Your service has 5% of users seeing 2s+ load times intermittently, but no SLO is breached yet and you can't reliably reproduce it. How do you wire this into on-call?
A disk-usage > 80% alert pages the on-call 40 times a month and self-resolves nearly every time. What's the senior move?
Which metric most directly tells you the rotation is degrading toward burnout?
Order the lifecycle of a well-run page, from definition to closure:
- 1 Decide the alert is actionable and symptom/SLO-based before it ever reaches the pager
- 2 Page fires; Alertmanager groups + inhibits so the responder gets one signal, not a storm
- 3 Responder acknowledges (MTTA) and opens the linked runbook
- 4 Mitigate to restore service (MTTR); escalate on a timer if stuck
- 5 Write the postmortem and delete or tune any alert that fired without being actionable
- 01Explain to a teammate why a noisy 'disk > 80%' alert is more dangerous than having no alert at all.
- 02Why does Google SRE cap on-call at two incidents per shift and operational work at 50% of an SRE's time, and what breaks if you ignore those caps?
On-call succeeds or fails on one rule: every alert that wakes a human must be actionable, or it must be deleted.
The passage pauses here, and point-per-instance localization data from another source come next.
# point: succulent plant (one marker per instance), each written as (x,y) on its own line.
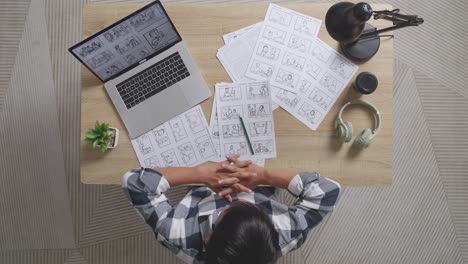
(98,137)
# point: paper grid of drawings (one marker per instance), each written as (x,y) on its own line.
(185,140)
(252,102)
(214,129)
(281,53)
(330,72)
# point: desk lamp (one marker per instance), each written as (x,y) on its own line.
(359,41)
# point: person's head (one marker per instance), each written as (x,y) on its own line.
(244,234)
Page on symptoms and SLO burn rate — what a user actually feels and what your reliability promise covers — not on causes like CPU or disk that fire on non-events and mostly self-resolve. The failure mode that defines the discipline is alert fatigue: with 60–80% false positives and a median 42 pages a week, responders desensitize and dismiss the one real incident along with the noise, while 41% consider quitting over the load. Defend against it structurally — delete non-actionable alerts, use grouping and inhibition to collapse storms, cap load at roughly two incidents per shift and 50% ops time, and use follow-the-sun so nobody is routinely paged at 3 a.m. Every page links a runbook so the median responder can act, escalation routes onward on a timer, and you keep the system honest with MTTA, MTTR, page volume per shift, and the north-star metric, % actionable. Push that toward 100% and a trustworthy pager, healthier responders, and faster recovery all follow.